Tony Parker, qui a annoncé lundi 10 juin la fin de sa carrière sportive à 37 ans, s'est toujours "intéressé" à sa "reconversion", il a "toujours pensé au coup d'après", a expliqué mardi 11 juin sur franceinfo Christophe Lepetit, économiste du sport au centre de droit et d’économie du sport de Limoges. Selon lui, "Tony Parker fait partie de ces grandes vedettes internationales au même titre que Cristiano Ronaldo, Lionel Messi".

Le basketteur français a investi dans plusieurs domaines, dans le sport en rachetant le club de basket de Villeurbanne, mais aussi dans le prêt-à-porter, les nouvelles technologies, la restauration ou encore dans le tourisme, avec le rachat de l'ensemble des remontées mécaniques de Villard-de-Lans et de Corrençon-en-Vercors.

franceinfo : Tony Parker fait-il partie de ces sportifs dont le nom est devenu une marque ?

Christophe Lepetit Oui, sur le marché français, il a réussi à créer, à construire quelque chose sur son nom, quelque chose d'assez exceptionnel, puisqu'il a développé beaucoup d'activités en parallèle du basket en étant lui-même une égérie et en étant identifié de façon très forte. Oui, c'est très certainement un homme sportif-marque à la française comme on en a finalement assez peu. Tony Parker fait partie de ces grandes vedettes internationales au même titre que Cristiano Ronaldo ou Lionel Messi. À son échelle, Tony Parker a réussi à construire quelque chose de conséquent. Si on devait faire une analogie par rapport à des gens qui ont eu ce positionnement dans le basket, on pourrait penser à Michael Jordan qui a très tôt développé du business sur son nom et qui a pris des participations dans beaucoup de domaines, Tony Parker a très certainement essayé de copier Michael Jordan.

Il a investi dans plusieurs domaines. Est-ce que ça ne part pas dans tous les sens, au risque de s'éparpiller ?

On peut avoir ce sentiment-là, mais c'est aussi une façon de diversifier son portefeuille d'activités. Tony Parker est un sportif qui a très bien gagné sa vie. Il a eu la chance d'évoluer à un très haut niveau de performance en NBA, ce qui lui a permis d'avoir des revenus salariaux et des revenus de sponsors assez élevés. Il a fait fructifier son patrimoine. C'est bien vu parce que la carrière sportive est courte et que Tony Parker, à même pas 40 ans, a encore quelques années à vivre. Et cela va lui permettre de diluer le risque.

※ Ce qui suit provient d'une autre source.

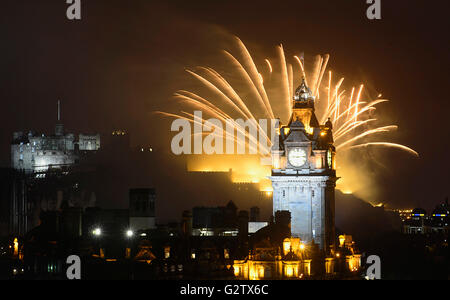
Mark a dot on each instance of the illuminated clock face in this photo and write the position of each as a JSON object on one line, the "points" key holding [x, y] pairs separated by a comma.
{"points": [[329, 158], [297, 157]]}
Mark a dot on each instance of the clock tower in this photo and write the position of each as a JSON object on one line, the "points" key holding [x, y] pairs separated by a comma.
{"points": [[303, 172]]}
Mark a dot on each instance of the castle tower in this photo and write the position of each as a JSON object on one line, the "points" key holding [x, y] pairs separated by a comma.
{"points": [[303, 172]]}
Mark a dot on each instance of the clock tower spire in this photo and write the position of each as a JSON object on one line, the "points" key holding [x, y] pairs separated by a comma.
{"points": [[303, 172]]}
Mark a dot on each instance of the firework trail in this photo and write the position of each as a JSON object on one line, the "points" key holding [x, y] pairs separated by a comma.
{"points": [[348, 114]]}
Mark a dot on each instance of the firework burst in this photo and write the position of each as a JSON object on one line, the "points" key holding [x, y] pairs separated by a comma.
{"points": [[272, 87]]}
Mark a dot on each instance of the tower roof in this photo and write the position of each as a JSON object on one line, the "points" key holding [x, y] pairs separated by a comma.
{"points": [[303, 92]]}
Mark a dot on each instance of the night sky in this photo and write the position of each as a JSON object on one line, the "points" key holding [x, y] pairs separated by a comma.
{"points": [[124, 59]]}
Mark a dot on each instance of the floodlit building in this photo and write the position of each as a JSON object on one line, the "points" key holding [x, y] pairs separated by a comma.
{"points": [[37, 153], [142, 209]]}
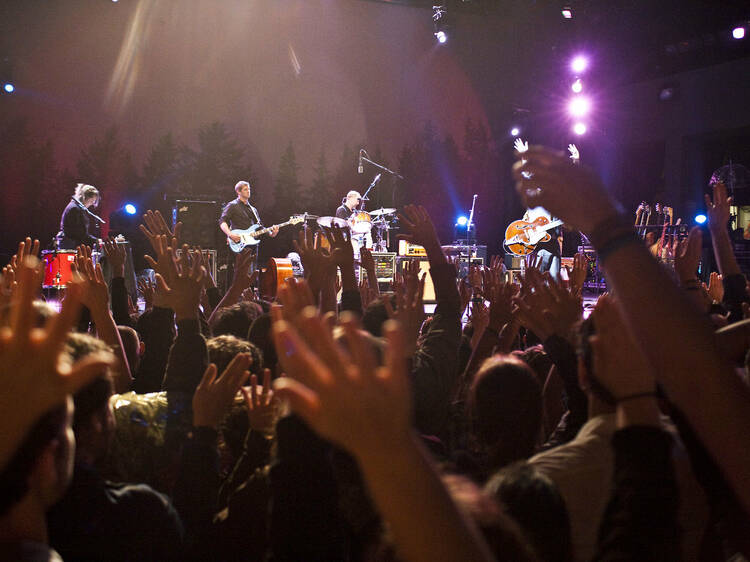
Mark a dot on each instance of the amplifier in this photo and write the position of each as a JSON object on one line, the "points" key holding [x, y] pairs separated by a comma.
{"points": [[410, 250]]}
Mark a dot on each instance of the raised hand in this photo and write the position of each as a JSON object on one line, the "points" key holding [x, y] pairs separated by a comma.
{"points": [[184, 290], [718, 208], [146, 288], [34, 373], [409, 310], [156, 226], [344, 395], [116, 255], [520, 145], [261, 407], [214, 396], [573, 193]]}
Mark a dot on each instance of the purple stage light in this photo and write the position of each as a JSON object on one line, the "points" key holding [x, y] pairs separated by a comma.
{"points": [[579, 106], [579, 64]]}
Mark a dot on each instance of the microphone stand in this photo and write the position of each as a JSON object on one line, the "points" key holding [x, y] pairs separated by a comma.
{"points": [[366, 158], [364, 197]]}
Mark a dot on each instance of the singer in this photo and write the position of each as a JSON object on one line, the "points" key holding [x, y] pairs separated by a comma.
{"points": [[350, 203], [74, 224]]}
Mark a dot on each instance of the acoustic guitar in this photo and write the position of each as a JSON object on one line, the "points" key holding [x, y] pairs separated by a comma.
{"points": [[521, 237]]}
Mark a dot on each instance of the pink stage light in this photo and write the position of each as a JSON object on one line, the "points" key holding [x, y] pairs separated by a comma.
{"points": [[579, 64]]}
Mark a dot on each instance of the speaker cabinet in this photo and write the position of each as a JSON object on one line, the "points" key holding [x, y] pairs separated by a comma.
{"points": [[200, 222]]}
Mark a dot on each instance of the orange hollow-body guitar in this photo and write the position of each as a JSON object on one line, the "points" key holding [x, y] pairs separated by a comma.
{"points": [[521, 237]]}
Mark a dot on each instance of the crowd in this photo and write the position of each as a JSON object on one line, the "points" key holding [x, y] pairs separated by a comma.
{"points": [[323, 428]]}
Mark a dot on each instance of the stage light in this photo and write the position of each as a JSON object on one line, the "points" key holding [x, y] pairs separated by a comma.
{"points": [[579, 106], [579, 64]]}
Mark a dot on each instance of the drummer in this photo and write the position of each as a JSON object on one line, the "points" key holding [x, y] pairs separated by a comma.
{"points": [[350, 202]]}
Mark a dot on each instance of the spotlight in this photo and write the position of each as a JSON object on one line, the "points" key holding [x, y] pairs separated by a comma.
{"points": [[579, 64], [579, 106]]}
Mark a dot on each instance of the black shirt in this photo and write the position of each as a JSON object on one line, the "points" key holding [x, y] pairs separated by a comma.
{"points": [[239, 215], [343, 212], [74, 225]]}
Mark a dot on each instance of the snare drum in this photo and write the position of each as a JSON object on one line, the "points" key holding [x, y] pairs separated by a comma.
{"points": [[57, 270], [360, 222]]}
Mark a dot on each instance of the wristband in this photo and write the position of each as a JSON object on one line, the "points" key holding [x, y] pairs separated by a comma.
{"points": [[635, 396]]}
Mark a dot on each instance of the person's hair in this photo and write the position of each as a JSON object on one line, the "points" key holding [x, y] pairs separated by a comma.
{"points": [[95, 395], [586, 329], [84, 192], [14, 478], [505, 404], [535, 503], [131, 346], [236, 320], [376, 314], [260, 336], [222, 349]]}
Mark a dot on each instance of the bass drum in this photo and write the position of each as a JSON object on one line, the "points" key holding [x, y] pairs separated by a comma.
{"points": [[276, 272]]}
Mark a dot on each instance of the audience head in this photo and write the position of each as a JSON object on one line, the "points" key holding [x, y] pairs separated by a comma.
{"points": [[534, 502], [236, 319], [505, 404]]}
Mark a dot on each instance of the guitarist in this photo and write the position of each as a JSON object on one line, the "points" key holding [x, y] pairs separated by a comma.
{"points": [[240, 214]]}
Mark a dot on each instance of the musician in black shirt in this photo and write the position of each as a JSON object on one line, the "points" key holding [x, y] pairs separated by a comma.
{"points": [[74, 224], [240, 214]]}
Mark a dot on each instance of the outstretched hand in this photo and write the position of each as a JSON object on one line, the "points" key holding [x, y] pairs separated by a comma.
{"points": [[573, 193], [344, 395], [35, 374]]}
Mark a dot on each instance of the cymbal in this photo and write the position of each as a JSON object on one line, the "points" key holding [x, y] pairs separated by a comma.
{"points": [[328, 222], [382, 211]]}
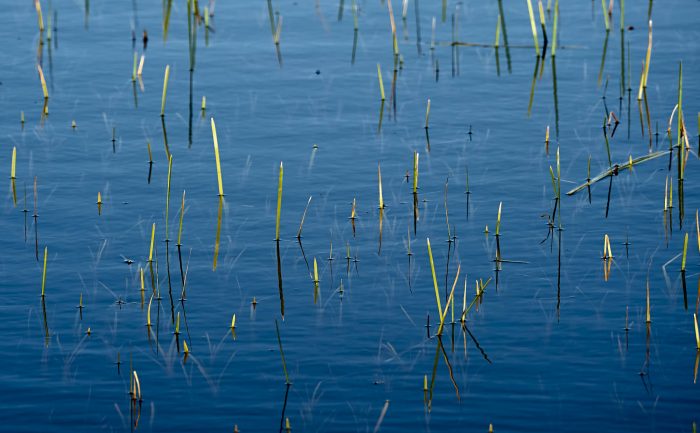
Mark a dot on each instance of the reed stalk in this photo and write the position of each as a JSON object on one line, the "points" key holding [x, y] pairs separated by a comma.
{"points": [[605, 16], [381, 81], [427, 114], [554, 31], [165, 90], [450, 301], [167, 198], [153, 239], [415, 171], [43, 275], [381, 196], [284, 363], [279, 204], [498, 220], [681, 147], [697, 333], [645, 71], [533, 26], [497, 42], [216, 155], [432, 270], [44, 89]]}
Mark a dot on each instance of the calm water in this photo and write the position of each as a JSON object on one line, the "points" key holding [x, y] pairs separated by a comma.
{"points": [[546, 349]]}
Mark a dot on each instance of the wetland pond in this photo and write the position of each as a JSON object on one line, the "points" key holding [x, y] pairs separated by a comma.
{"points": [[350, 216]]}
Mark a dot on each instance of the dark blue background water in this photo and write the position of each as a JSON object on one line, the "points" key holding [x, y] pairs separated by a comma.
{"points": [[570, 368]]}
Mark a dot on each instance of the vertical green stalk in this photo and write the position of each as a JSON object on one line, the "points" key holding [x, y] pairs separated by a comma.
{"points": [[165, 90], [43, 276], [555, 31], [279, 203], [167, 197], [432, 269], [534, 27]]}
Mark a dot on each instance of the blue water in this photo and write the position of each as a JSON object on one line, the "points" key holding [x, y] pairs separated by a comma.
{"points": [[552, 353]]}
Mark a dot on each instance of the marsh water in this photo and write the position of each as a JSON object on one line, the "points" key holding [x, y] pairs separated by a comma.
{"points": [[557, 340]]}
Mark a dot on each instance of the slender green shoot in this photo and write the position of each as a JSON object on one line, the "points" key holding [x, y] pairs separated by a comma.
{"points": [[381, 196], [554, 31], [167, 197], [533, 26], [381, 81], [43, 275], [153, 238], [605, 16], [498, 219], [165, 90], [216, 155], [279, 203], [44, 89], [427, 114], [432, 269]]}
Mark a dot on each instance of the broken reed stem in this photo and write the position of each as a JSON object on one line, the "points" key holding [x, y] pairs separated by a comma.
{"points": [[44, 89], [543, 23], [533, 26], [498, 32], [381, 81], [556, 25], [279, 203], [153, 238], [427, 114], [697, 333], [167, 197], [284, 363], [165, 90], [432, 269], [216, 155], [303, 216], [645, 72], [381, 196], [182, 215], [14, 162], [43, 275], [415, 171]]}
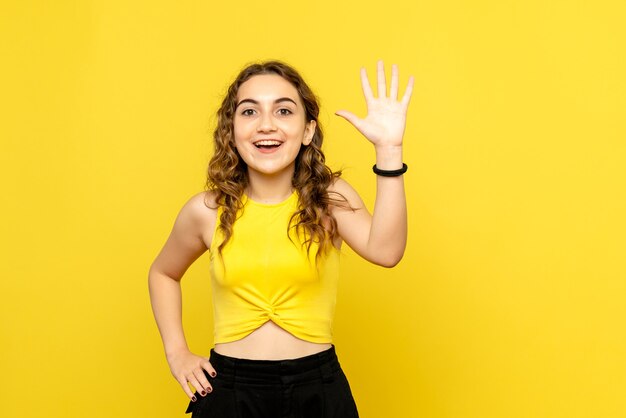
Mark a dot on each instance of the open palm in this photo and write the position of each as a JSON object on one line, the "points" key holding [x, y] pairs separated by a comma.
{"points": [[386, 116]]}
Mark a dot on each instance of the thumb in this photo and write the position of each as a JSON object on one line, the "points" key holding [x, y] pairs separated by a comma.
{"points": [[350, 117]]}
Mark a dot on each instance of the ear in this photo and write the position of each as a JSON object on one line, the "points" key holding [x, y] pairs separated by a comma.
{"points": [[309, 131]]}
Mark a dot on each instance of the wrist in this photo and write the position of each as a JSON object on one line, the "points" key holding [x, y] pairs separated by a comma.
{"points": [[389, 157], [175, 351]]}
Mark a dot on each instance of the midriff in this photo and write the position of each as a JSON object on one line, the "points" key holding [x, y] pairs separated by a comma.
{"points": [[270, 342]]}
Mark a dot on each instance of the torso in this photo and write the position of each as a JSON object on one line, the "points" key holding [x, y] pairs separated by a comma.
{"points": [[269, 341]]}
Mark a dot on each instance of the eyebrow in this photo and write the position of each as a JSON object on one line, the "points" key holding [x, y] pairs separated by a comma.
{"points": [[282, 99]]}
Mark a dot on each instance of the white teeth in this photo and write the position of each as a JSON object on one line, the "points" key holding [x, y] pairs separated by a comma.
{"points": [[267, 142]]}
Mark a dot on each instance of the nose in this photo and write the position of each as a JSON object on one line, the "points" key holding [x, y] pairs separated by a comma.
{"points": [[266, 123]]}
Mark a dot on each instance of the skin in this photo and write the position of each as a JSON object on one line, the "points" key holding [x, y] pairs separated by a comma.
{"points": [[270, 107]]}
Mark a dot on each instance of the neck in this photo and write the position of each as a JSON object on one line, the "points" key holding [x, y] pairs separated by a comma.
{"points": [[269, 188]]}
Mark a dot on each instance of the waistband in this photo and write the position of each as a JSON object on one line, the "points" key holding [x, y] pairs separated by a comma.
{"points": [[231, 370]]}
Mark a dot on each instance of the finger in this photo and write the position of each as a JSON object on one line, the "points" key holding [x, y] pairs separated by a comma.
{"points": [[209, 368], [365, 84], [393, 89], [350, 117], [407, 93], [194, 382], [205, 386], [382, 83], [183, 383]]}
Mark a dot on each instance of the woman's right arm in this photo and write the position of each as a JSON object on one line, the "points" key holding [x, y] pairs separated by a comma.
{"points": [[188, 240]]}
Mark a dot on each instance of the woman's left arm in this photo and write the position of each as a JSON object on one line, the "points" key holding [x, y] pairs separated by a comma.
{"points": [[381, 237]]}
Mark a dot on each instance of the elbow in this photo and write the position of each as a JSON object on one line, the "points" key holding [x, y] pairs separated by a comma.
{"points": [[389, 260]]}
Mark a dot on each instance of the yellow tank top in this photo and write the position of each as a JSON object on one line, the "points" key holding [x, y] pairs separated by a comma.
{"points": [[264, 276]]}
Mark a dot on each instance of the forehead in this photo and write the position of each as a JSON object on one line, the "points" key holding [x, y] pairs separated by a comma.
{"points": [[267, 86]]}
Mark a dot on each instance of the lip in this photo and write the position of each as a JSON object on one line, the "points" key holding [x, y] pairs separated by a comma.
{"points": [[268, 150], [267, 139]]}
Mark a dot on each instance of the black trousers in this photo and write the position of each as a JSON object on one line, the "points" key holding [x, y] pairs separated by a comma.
{"points": [[313, 386]]}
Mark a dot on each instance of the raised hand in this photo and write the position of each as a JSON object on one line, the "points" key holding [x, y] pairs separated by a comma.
{"points": [[386, 116]]}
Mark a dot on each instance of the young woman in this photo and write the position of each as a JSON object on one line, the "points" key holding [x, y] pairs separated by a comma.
{"points": [[273, 218]]}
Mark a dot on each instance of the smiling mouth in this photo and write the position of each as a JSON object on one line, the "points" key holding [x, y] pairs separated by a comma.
{"points": [[267, 144]]}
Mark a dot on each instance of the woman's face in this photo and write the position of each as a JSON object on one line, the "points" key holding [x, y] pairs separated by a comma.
{"points": [[270, 124]]}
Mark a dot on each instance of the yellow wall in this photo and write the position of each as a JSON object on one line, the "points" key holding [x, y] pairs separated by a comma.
{"points": [[510, 301]]}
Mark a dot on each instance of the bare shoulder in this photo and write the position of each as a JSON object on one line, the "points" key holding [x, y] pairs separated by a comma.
{"points": [[339, 190], [201, 210], [190, 237]]}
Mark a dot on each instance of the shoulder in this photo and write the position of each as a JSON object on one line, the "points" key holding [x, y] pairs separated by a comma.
{"points": [[343, 196], [200, 210]]}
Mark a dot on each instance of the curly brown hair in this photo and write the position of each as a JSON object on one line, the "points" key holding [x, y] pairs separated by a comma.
{"points": [[227, 174]]}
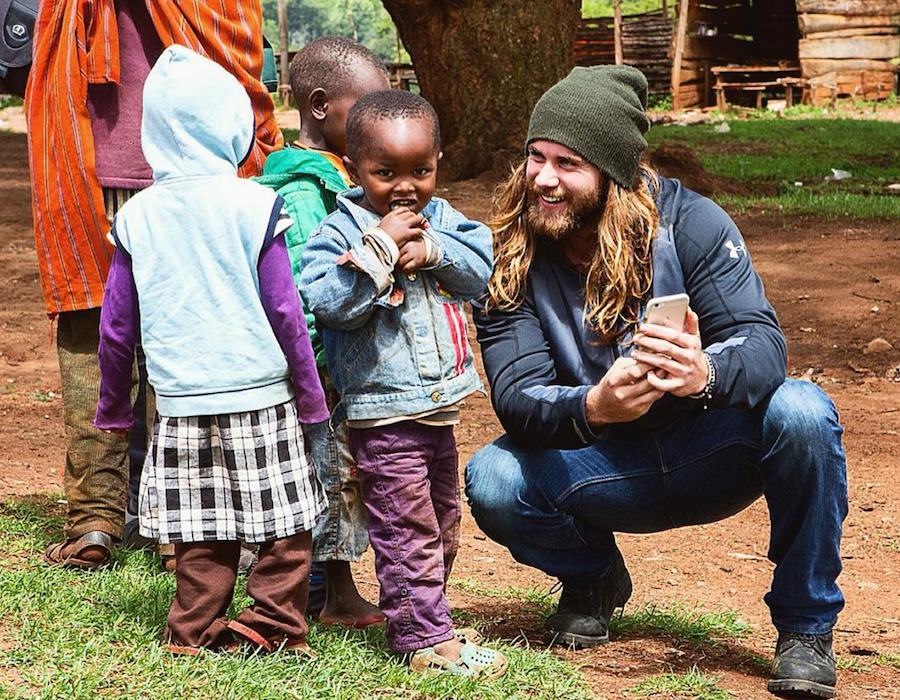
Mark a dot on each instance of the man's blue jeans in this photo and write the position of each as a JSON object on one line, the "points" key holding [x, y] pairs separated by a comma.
{"points": [[556, 510]]}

On sait par exemple, pour avoir vu cela dans le football, que certains footballeurs qui avaient placé leur argent dans un seul et même secteur d'activité se retrouvent aujourd'hui en grande difficulté. Tony Parker, lui, n'a pas totalement délégué cette partie-là, donc on peut penser qu'il a acquis une certaine expertise sur le sujet. Il est aussi très bien entouré. Quand on voit où il investit ça démontre qu'il ne fait pas n'importe quoi. Le fait qu'il se soit toujours intéressé à cette reconversion, qu'il ait toujours pensé au coup d'après, plus un entourage performant, ça le prémunit contre un risque de faillite personnelle qui touche malheureusement de trop nombreux sportifs aujourd'hui.

Est-ce que sa retraite est une bonne nouvelle pour le club de Villeurbanne ?

C'est une excellente nouvelle pour le club. Il était déjà très présent, très impliqué, il y avait joué pendant le lock-out, [une grève en NBA qui a libéré certains joueurs français pendant plusieurs semaines], il a été très impliqué dans les affaires de Villeurbanne même s'il a mis en place sur site, une équipe qui gérait le quotidien. Maintenant il va pouvoir s'investir de façon beaucoup plus prononcée et porter la croissance de ce club qui va disputer l'Euroligue et qui ambitionne progressivement de faire augmenter son budget et concurrencer à terme les grosses écuries européennes. Le budget devrait se situer aux alentours de 10 millions d'euros. Tony Parker tout jeune retraité va pouvoir s'atteler à mobiliser son réseau pour faire progresser ce budget et l'amener autour de 15 à 20 millions d'euros, ce qui lui permettrait d'être compétitif. Pour l'ASVEL et plus largement pour le basket français, si Tony Parker souhaite s'investir dans ces projets-là, ça ne peut être que bénéfique.